Texte intégral
Lettre de Louis Viannet, secrétaire général de la CGT à Madjiguène Cissé, porte-parole et aux « sans-papiers »
Absent de Paris pour des raisons familiales, je ne peux être avec vous ce samedi 28 septembre 1996.
Je le regrette vivement car je mesure à quel point la solidarité de tous va devenir décisive, au fur et à mesure où évolue la situation et où se réduit la marge de manœuvre du gouvernement.
Je souhaite très fort plein succès pour cette manifestation tout en percevant, au fil des jours, combien le durcissement de la situation économique et sociale tire les préoccupations de nos militantes et militants sur les dossiers lourds de la défense de l’emploi, de la défense du service public, de la défense de la protection sociale, dossiers qui interfèrent avec la situation des « sans-papiers ».
Dans quelques jours je me rends en Afrique où je vais pouvoir témoigner de la légitimité de votre combat, du courage et de la lucidité exemplaire dont vous faites preuve toutes et tous, et, notamment vous, Madjiguène.
Je tiens à vous renouveler mon regret de ne pouvoir être avec vous.
Je vous transmets l’expression de ma solidarité profonde.
Montreuil, le 27 septembre 1996
Réponse des « sans-papiers » de Saint-Bernard et de Madjiguène Cissé, porte-parole, à Louis Viannet, secrétaire général de la CGT et aux camarades syndicalistes.
Nous avons bien reçu votre lettre et la solidarité que vous y manifestez avec notre lutte nous conforte dans l’idée que nous nous battons bien pour les mêmes objectifs. Nous étions ensemble dans la rue le samedi 28 septembre pour exiger la régularisation de tous les « sans-papiers ». Il s’agissait là d’un tournant décisif dans notre combat : créer un rapport de force permettant de mettre le gouvernement en face de ses contradictions et de ses responsabilités ; renforcer la mobilisation de tous les travailleurs pour le respect du droit, pour le respect du droit de tous les travailleurs, quel que soit leur origine, quel que soit leur situation…
La défense de l’emploi, du service public, de la protection sociale, il apparaît clairement que nous en auront été, que nous en sommes, avec les militantes et les militants de votre confédération, les artisans les plus motivés et les plus décidés. Nous sommes, en effet, des travailleurs que des lois dictées par des opportunités électoralistes ont installé dans la précarité afin de justifier une exploitation accrue. Les patrons qui licencient, qui gèlent ou baissent les salaires, ces patrons-là sont les mêmes qui nous interdisent de vivre où nous vivons et prétendent nous interdire de lutter là où vous luttez.
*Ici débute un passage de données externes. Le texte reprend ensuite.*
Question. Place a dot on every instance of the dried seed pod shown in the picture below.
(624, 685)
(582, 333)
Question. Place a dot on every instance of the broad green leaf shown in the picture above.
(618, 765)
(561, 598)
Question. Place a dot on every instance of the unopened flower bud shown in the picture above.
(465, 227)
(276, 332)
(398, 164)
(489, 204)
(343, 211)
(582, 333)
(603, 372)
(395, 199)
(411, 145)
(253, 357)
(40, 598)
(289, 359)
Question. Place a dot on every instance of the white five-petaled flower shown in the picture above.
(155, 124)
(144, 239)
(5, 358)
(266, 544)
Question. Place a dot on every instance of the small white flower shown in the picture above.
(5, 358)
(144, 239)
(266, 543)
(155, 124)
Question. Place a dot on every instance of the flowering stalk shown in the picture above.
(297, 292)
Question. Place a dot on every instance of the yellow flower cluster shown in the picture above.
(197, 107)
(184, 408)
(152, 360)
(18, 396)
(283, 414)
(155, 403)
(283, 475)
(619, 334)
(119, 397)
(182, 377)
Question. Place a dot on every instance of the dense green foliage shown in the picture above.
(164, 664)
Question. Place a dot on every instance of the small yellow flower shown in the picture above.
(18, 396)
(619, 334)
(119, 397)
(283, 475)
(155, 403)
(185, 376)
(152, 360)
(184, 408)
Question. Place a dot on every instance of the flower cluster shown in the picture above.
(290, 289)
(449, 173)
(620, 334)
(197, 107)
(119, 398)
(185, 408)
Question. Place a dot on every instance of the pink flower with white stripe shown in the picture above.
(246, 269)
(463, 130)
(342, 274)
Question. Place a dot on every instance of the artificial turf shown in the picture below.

C’est pourquoi il nous paraît nécessaire d’élargir la syndicalisation à l’ensemble des travailleurs et, notamment, aux « sans-papiers ». Nous sommes des travailleurs, nous sommes aussi des pères et des mères, nous avons des enfants privés de tout droit : nous n’oublions pas, comment le pourrions-nous, que la protection sociale est pour tous un devoir de solidarité !
Notre lutte n’est pas une alternative à celle des travailleurs français. C’est la même. Nous luttons contre les mêmes patrons, contre les mêmes plans d’ajustement structurel, nous luttons contre le même ennemi. Ici ou là, nous avons le même ennemi : la finance internationale qui décide de la richesse ou de la pauvreté d’untel et d’untel, où qu’il se trouve dans le monde.
Quand nous avons décidé de marcher, de sortir de la clandestinité où nous confinaient les lois Pasqua et autres (antérieures et postérieures), nous faisions partie de ces travailleurs vulnérables entre tous. Il n’empêche, aujourd’hui, le mouvement des « sans-papiers » constitue un exemple de lutte pour l’ensemble des travailleurs. Face au durcissement de la situation économique, face à l’alignement du gouvernement sur les décisions du Fonds monétaire international et de la Banque mondiale, les « sans-papiers » n’ont pas plié l’échine. Puissent-ils être suivis par l’ensemble des travailleurs en France et dans le monde !
Les « sans-papiers » ont montré l’exemple de la lutte, ont montré que « seule la lutte paie », comme le dit l’adage. Ils assurent de leur militante et active solidarité tous les mouvements des travailleurs précaires, chômeurs, « exclus », de tous les travailleurs quelle que soit leur situation : défendre des intérêts communs, c’est marcher tous ensemble.